No, Giorgio Pietrostefani non è una "primula rossa in fuga"
Non c’è niente di clandestino nella sua esistenza. Chiunque voglia frequentarlo lo può fare: io per esempio
Il magistrato Guido Salvini è intervenuto qui sul rientrato Cesare Battisti, rivendicando una cognizione di causa: suo padre aveva presieduto la Corte in uno dei processi per l’omicidio di Pierluigi Torregiani. Guido Salvini ha accennato anche al processo per l’omicidio di Luigi Calabresi, con una cognizione che discuterei con lui in qualunque momento e circostanza gli piacesse. Qui dirò di un dettaglio esteriore, perché Salvini scrive di Giorgio Pietrostefani che “dopo la sua fuga vive protetto all’estero, probabilmente in Francia”.

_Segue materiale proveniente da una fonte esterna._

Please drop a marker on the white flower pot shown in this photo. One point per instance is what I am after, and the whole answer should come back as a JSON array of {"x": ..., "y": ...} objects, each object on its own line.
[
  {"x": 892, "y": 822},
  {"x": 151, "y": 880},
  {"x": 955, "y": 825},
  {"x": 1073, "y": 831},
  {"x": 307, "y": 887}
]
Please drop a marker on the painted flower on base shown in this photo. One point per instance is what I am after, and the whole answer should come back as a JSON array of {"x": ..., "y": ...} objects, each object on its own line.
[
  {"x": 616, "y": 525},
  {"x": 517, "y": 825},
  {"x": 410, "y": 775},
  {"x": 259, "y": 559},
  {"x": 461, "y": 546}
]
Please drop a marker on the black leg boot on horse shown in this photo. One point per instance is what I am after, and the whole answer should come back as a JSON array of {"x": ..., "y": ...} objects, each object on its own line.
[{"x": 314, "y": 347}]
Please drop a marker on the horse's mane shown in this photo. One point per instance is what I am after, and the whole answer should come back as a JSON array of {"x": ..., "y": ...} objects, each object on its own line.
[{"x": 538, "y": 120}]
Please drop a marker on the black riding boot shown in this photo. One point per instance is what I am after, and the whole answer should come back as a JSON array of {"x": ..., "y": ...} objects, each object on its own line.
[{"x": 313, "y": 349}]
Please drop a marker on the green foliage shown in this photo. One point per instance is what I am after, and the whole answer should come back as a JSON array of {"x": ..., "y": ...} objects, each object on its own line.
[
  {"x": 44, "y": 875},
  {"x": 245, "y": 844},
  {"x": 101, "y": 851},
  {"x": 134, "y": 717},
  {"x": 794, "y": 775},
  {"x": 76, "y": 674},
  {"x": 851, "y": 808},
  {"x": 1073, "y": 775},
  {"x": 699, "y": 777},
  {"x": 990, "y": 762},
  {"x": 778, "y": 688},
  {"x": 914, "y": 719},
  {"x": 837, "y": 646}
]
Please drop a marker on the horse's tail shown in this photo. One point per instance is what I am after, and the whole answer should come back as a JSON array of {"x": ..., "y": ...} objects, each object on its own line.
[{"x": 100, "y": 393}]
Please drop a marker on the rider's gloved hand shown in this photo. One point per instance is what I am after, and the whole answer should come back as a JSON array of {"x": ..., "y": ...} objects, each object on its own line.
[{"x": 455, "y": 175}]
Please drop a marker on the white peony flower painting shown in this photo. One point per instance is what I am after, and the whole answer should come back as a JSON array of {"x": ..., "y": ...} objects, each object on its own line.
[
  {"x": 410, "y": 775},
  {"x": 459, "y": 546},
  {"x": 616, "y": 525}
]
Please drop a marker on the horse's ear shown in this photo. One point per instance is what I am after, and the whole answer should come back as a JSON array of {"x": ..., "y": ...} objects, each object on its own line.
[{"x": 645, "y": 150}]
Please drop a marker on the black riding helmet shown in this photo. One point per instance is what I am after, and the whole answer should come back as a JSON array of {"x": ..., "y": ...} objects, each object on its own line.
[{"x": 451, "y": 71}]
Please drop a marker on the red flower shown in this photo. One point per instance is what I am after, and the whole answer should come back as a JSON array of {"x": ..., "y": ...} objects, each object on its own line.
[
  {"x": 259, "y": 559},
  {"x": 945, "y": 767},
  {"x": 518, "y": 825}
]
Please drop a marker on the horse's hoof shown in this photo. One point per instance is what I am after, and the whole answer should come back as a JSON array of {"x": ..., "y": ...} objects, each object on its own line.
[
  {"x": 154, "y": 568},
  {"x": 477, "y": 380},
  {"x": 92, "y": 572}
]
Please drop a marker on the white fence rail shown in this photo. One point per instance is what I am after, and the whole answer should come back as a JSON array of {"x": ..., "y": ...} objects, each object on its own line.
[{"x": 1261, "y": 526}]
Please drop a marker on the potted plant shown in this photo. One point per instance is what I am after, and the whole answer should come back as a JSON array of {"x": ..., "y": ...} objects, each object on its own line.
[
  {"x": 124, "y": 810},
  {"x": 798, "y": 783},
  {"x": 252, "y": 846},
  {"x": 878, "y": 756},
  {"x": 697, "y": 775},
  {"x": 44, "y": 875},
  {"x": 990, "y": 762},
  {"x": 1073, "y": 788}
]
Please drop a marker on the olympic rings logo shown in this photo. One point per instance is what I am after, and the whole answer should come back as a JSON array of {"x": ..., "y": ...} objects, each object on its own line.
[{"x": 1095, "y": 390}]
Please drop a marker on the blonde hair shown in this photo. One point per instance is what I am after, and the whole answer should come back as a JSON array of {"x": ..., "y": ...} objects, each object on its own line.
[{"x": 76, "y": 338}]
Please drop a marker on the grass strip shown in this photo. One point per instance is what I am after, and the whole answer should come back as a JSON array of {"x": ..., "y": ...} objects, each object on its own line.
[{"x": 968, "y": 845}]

Giorgio Pietrostefani vive notoriamente a Parigi, dove ha la residenza da un gran numero di anni. Vi risiedeva già quando venne a consegnarsi al carcere nel gennaio 1997, con una previsione piuttosto fondata di non uscirne più. Ci restò 2 anni e 8 mesi, fino a quando, accolta l’istanza di revisione della nostra condanna, fummo provvisoriamente scarcerati. Non c’è niente di clandestino nella sua esistenza. Ha sempre e regolarmente lavorato. Chiunque voglia frequentarlo - e lui voglia frequentare - lo può fare: io per esempio. Con qualche limitazione in più da quando, tre anni fa, per un carcinoma al fegato, ha avuto, grazie alla sanità pubblica di quel paese, un trapianto di fegato che gli ha salvato in extremis la vita. Gli ho chiesto come va: dopo di allora infatti ha subito 13 interventi in endoscopia, di riparazione o di manutenzione (uso termini profani). I controlli permanenti e gli effetti dei farmaci immunosoppressori incidono naturalmente sulla sua vita quotidiana. Del resto, è una persona di 75 anni. Mi auguro che il titolo di “Primula rossa in fuga”, che oggi viene tributato a lui e altri in là con gli anni, lo rincuori. (Repubblica di giovedì 17 gennaio lo raffigura in effigie e didascalia, dandolo per “stabilito a Rouen”, dove non è mai andato in vita sua, sotto la dicitura “Cosa fanno Oltralpe gli ex-brigatisti”).
Dopo il respingimento della revisione, nel 2000, Pietrostefani restò a Parigi. Lo fece a malincuore, per una sola ragione: a differenza di Ovidio Bompressi e me, che avevamo figli grandi, aveva una figlia bambina e scelse di starle vicino. Gli costò. Io ne fui contento.